Gwinnett asked if the percentages were negotiable and said Brooklet officials were hoping for 4%.

“The roads in town are getting in severely bad shape, traffic has increased and we need to do more paving contacts, and obviously we don’t have a large budget,” he said. “We can hardly afford to resurface roads, other than try to keep up with some patchwork.”

In 2018, the three smaller towns were allotted revenue shares somewhat larger than their portions of the county population, but there has been no recalculation based on the 2020 census.

However, county officials warned Friday that new negotiations could delay the referendum.

“Time is of the essence right now as far as getting this done, but I think all of us, we all want to feel good about it when this is over with, because one thing is for certain, we don’t want to go a whole year plus without collecting sales tax dollars,” Thompson said.

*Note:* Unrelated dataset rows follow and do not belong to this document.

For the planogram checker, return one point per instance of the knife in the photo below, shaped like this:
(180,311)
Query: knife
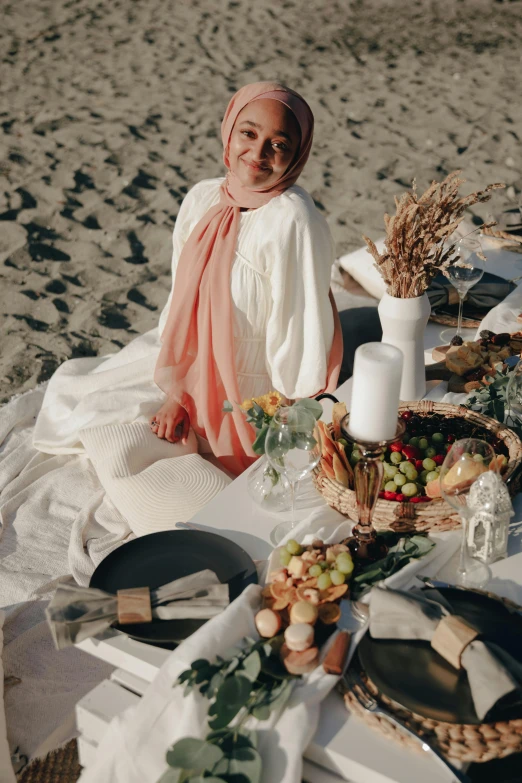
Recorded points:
(349,622)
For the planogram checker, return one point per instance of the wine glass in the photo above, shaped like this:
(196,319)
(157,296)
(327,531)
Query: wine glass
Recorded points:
(464,274)
(465,462)
(293,448)
(514,393)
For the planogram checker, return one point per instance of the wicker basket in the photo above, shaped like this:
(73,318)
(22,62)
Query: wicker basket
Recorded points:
(452,320)
(461,742)
(421,517)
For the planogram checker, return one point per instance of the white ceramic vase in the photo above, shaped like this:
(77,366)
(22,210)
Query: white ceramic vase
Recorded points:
(403,324)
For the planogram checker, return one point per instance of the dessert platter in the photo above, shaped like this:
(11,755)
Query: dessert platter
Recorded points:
(409,499)
(466,365)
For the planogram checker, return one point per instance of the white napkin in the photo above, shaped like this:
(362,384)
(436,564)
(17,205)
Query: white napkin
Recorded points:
(134,747)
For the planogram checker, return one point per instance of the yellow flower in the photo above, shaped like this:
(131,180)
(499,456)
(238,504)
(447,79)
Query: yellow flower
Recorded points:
(269,402)
(247,404)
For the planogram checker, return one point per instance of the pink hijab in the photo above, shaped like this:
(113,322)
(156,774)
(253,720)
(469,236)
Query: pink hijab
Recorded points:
(196,365)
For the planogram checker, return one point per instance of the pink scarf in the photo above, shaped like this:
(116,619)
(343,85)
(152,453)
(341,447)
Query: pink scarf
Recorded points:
(196,365)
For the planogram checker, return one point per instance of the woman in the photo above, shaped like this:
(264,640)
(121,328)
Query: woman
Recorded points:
(250,308)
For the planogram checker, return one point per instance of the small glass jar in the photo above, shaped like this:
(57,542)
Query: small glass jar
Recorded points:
(268,488)
(488,523)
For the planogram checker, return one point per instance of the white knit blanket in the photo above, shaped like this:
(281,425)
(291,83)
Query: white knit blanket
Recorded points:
(80,474)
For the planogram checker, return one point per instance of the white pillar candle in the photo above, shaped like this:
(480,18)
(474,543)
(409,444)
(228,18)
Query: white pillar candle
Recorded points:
(376,383)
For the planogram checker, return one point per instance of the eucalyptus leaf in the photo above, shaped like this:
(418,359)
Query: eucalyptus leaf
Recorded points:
(230,698)
(252,666)
(314,407)
(261,711)
(201,663)
(304,441)
(196,754)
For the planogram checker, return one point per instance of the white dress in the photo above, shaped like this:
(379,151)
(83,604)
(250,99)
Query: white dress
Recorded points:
(283,321)
(90,475)
(90,463)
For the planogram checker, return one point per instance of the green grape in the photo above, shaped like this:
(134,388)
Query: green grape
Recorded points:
(293,547)
(411,473)
(390,470)
(344,563)
(355,457)
(324,581)
(409,490)
(284,557)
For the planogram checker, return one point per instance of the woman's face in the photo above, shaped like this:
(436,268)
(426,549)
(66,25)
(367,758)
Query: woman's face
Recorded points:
(263,144)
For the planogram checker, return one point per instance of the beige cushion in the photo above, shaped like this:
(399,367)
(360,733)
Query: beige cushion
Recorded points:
(360,265)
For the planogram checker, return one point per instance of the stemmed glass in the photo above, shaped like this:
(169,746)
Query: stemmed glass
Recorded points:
(465,462)
(514,393)
(293,448)
(464,274)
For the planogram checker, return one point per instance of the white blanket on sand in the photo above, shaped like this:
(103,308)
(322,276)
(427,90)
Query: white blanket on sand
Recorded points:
(88,476)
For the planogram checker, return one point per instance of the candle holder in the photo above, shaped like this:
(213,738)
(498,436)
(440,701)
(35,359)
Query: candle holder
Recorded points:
(368,474)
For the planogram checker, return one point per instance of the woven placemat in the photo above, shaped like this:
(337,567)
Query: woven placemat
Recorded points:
(59,766)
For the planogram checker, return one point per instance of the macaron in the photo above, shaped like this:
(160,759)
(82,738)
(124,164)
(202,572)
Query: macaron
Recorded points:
(299,637)
(303,612)
(268,623)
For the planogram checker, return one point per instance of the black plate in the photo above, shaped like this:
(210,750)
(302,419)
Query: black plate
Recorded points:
(418,678)
(153,560)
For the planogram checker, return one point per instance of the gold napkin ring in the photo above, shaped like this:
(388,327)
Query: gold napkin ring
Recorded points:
(451,637)
(134,605)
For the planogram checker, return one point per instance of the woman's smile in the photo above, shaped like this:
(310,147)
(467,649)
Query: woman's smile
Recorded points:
(265,139)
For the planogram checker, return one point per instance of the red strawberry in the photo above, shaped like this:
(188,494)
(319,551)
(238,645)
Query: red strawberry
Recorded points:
(411,452)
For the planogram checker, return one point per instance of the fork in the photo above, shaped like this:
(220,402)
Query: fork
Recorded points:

Penny and Couch said they will look for other ways to help Brooklet and the smaller towns, such as by including their projects in Statesboro’s or the county’s larger bid packages, which tend to result in lower unit costs. Gwinnett said he was sure Brooklet would not want to delay the referendum process.

The proposed timeline is for the city councils to approve the intergovernmental agreement before July 5, when the county commissioners would approve it during their regular meeting. The commissioners would then adopt a referendum resolution July 19 so that the Board of Elections and Registration can act to place it on the ballot at least 90 days before the election.